The image shown above is a rendering of the HARBORcenter – the Sabres’ proposed hotel, restaurant, retail, and indoor hockey destination planned for construction on the long-abandoned Webster Block. It’s no Fallingwater, but it doesn’t need to be. It’s not ugly and it’s wholly functional, and will bring people and their money to a fledgling entertainment district that’s growing in fits and starts of its own accord.

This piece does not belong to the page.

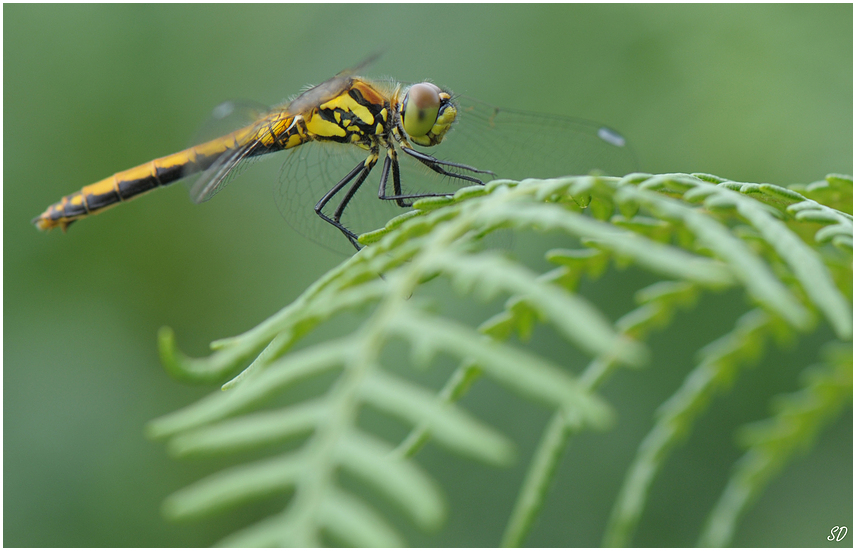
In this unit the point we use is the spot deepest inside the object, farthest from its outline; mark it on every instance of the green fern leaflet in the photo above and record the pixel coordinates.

Buffalo antideveloper Tim Tielman has started a company named after the “neighborhood workshops” that have been part and parcel of the formulation and implementation of Buffalo’s soon-to-be “Green Code” zoning law. On Tuesday, Tielman, on behalf of his “Neighborhood Workshop, LLC” appeared before the Planning Board to complain about how the Pegula-led “HARBORCenter” project for the Webster Block isn’t pretty enough for him and his client, Hi-Temp Fabrications, which occupies an eyesore across the street from an HSBC Atrium surface lot.

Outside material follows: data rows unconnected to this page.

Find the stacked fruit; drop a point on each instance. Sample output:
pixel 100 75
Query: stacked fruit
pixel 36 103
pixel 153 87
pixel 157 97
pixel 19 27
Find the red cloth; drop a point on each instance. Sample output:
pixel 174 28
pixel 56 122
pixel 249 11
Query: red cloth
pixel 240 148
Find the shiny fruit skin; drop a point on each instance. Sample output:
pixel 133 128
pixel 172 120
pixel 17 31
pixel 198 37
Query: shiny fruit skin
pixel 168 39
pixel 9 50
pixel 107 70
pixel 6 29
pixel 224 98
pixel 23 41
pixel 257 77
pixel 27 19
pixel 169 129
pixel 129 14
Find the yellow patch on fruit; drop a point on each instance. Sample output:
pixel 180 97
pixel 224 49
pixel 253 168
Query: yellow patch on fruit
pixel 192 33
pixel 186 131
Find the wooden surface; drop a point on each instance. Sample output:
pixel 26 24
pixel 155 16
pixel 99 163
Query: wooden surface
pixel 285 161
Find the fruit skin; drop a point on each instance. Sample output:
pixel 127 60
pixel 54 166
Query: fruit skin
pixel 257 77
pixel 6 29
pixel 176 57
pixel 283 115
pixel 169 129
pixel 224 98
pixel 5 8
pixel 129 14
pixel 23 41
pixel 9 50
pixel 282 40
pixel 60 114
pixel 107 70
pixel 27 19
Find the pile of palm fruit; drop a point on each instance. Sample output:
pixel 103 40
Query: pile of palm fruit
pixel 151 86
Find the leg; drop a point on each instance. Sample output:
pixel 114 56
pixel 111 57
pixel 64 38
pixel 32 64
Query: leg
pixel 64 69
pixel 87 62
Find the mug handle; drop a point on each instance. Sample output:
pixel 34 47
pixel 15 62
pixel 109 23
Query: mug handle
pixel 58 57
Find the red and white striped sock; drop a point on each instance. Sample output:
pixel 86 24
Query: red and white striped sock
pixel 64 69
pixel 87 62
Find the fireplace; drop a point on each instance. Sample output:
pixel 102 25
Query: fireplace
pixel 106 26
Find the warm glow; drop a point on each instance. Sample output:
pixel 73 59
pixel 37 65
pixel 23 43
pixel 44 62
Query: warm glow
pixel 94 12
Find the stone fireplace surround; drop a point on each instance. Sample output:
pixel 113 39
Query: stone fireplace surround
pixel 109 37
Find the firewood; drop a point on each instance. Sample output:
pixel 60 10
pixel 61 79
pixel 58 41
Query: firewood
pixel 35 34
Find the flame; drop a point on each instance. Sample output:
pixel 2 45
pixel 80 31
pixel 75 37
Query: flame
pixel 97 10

Four speakers, including the owner of a neighboring business, spoke against the project during a City Hall public hearing today.
Speakers said the development would contribute to congestion and that it did not resemble historic architecture styles.

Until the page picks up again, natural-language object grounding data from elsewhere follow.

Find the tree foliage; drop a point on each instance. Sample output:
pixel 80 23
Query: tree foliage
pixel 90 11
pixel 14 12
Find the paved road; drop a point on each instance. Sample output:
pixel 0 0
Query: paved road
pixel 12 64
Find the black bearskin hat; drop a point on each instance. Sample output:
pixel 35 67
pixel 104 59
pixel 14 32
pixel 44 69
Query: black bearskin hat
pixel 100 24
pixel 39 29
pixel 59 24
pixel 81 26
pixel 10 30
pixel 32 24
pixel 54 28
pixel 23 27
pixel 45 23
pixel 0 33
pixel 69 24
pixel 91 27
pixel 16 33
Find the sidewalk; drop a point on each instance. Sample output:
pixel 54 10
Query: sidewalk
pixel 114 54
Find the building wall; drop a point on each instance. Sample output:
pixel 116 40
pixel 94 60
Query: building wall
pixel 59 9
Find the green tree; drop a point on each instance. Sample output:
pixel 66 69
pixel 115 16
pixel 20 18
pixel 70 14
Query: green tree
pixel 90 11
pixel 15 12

“The central planning issue that we’re facing in Buffalo today … is how to connect downtown to the waterfront,” said Tim Tielman, whose Neighborhood Workshop consultancy developed an alternative concept on behalf of John and Shelley McKendry, who own Hi-Temp Fabrication, at 79 Perry St. Tielman said the project adds to the separation of downtown and the water, as the Skyway does.
Yes, it’s time to hold our horses and literally obstruct something being planned imminently to replace a surface parking lot. Perhaps we can make it more historically interpretive by adding hay bales and hitching posts? A museum of downtown surface parking might be good for the cultural tourists? Or maybe we can just re-pave and re-stripe the lot? Perhaps we can retain Fred Kent and his extortionate traveling “placemaking” salon to discuss “flexible lawns” and colorful benches? Where are the solar-powered carousels?
Better yet, maybe we can tell the Sabres to go to hell and construct some ugly hodgepodge of buildings with outdoor rinks as an afterthought up on the roof.
Mr. Tielman and his uncharacteristically disclosed patrons are coming to protect downtown’s connection to the waterfront – that is, if you ignore the fact that the railyard and the really big hockey arena both do that very thing already.
Who are we in Buffalo to expect or want a nice hotel and hockey facility to help build on a solid entertainment district foundation now anchored by CanalSide, First Niagara Center, and Helium Comedy Club?
If Hi-Temp Fabrications wants to weigh in on a development’s design, it should invest in the development or buy the parcel. The 11th hour unwanted micromanagement of a $170 million hockey destination and for what? For this eyesore, which looks like a Crayola marker box come to life; Curaçao by the Arena.
This isn’t a case for historic preservation or even one where a better design is being proposed in place of an existing one. This is about ego, power, and subjective design prejudices. That hotel would look great in coastal Florida. In 1977. Those little phony colorful row houses look as stupid as they do out of place. The idea of outdoor rinks completely flies in the face of the Sabres’ intent – to design a destination Division 1 AAA hockey facility to attract tournaments of all ages from all over. Just leave the Sabres alone. When it comes to attracting people and money, they’ve already got things figured out pretty well.